Using functional MRI (fMRI), a research team from the University of Texas at Austin has developed what it calls a "noninvasive language decoder" that could potentially offer a window into the mind of a patient who's incapable of speaking.
The decoder, which is designed to "reconstruct the meaning of perceived or imagined speech," could help people suffering from conditions like locked-in syndrome or Lou Gehrig's disease (i.e., amyotrophic lateral sclerosis, or ALS), according to a group led by doctoral candidate Jerry Tang. The study findings were published May 1 in Nature Neuroscience.
"The goal of language decoding is to take recordings of brain activity and predict words a user is hearing or ... imagining," Tang said in a press conference held May 1. "[It could be good news for individuals who have] lost the ability to speak due to injuries or diseases."
Speech decoder technology already exists, and it has been applied to neural activity after invasive neurosurgery to implant devices intended to help individuals communicate, Tang and colleagues noted. There are also noninvasive decoders that use brain activity recordings, although these have been limited to single words or short phrases, making it "unclear whether these decoders could work with continuous, natural language," the authors explained.
In any case, decoder technology is generating media buzz: most recently, a March article in Scientific American described how, although image-generating artificial intelligence technology is "getting better at re-creating what people are looking at from ... fMRI data ... it's not mind reading -- yet."

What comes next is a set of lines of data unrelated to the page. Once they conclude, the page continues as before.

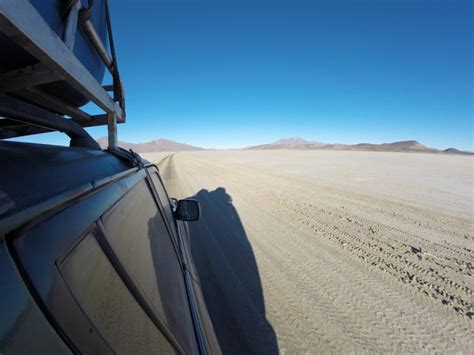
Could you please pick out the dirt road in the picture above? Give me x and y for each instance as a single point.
(303, 252)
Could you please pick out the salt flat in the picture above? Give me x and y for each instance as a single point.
(331, 251)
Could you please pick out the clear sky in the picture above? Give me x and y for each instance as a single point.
(228, 74)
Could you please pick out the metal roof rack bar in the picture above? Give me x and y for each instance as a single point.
(22, 23)
(21, 111)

In their study, Tang and senior author Dr. Alexander Huth and colleagues sought to address the knowledge gap regarding noninvasive decoder technology's ability to reconstruct continuous language output via a study that used fMRI to gather recordings from three participants exposed to 16 hours of content (stories from The Moth Radio Hour and episodes of the New York Times' Modern Love podcast and "silent" Pixar shorts [i.e., no dialogue]); this phase of the research was used to train the decoder. The investigators then had participants listen to new stories and tested the decoder's ability to generate word sequences that captured the meanings of the new content.

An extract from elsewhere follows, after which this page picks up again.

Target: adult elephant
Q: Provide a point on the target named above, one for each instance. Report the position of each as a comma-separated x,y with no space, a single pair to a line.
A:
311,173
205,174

The study found that the decoder could "predict the meaning of a participant's imagined story or the contents of a viewed silent movie from fMRI data," according to a statement released by the university, and that "when a participant actively listened to a story ... the decoder could identify the meaning of the story that was being actively listened to."
"We found the decoder ... could recover the gist of what the user heard," Tang said in the press conference. "[For example, when the user heard] 'I don't have my driver's license yet,' the decoder predicted 'She has not even started to learn how to drive yet.' "

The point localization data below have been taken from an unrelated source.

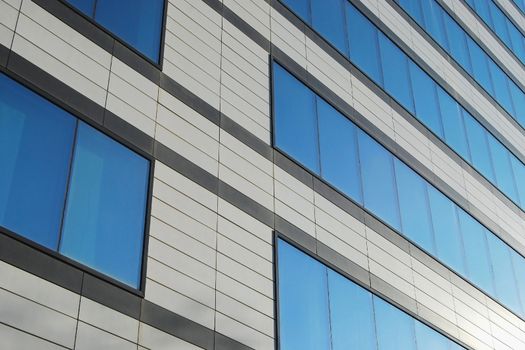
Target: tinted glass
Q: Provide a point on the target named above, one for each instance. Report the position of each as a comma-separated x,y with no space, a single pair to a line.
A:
425,99
453,125
377,173
339,156
303,301
476,252
328,18
364,49
36,140
105,211
503,168
295,119
395,72
504,275
395,329
446,230
413,204
478,145
351,315
138,23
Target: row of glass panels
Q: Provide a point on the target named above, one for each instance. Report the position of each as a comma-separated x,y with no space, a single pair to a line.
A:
502,26
136,22
320,309
326,142
70,188
392,69
453,39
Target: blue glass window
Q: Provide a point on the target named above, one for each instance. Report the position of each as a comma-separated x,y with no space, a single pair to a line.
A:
339,156
446,230
413,204
295,119
377,174
36,138
395,72
364,49
328,17
425,99
351,315
70,188
139,22
105,212
303,301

The team also performed a "privacy analysis" for the decoder, discovering that when it was trained on one participant's fMRI data, its ability to predict responses from another individual was limited.
"You can't train a decoder on one person and then run it on another person," Tang said.
Finally, the group tested whether the decoder would work without subject cooperation, noting that "nobody's brain should be decoded without permission," and whether it could be undermined by study subjects through counting, listing animals, or telling themselves a different story silently in their heads.
"Especially naming animals and [alternative stories] sabotaged the decoder," Tang said.
The study underscores the importance of careful research on the privacy implications of decoder technology, according to Tang.
"While this technology is in its infancy it's important to regulate what it can and can't be used for," he cautioned. "If it can eventually be used without a person's permission, there will have to be [stringent] regulatory processes, as a prediction framework could have negative consequences if misused."
The group has made its custom decoding code available at github.com/HuthLab/semantic-decoding.
Disclosure: Huth and Tang have submitted a patent application under the auspices of the University of Texas System directly connected to this research.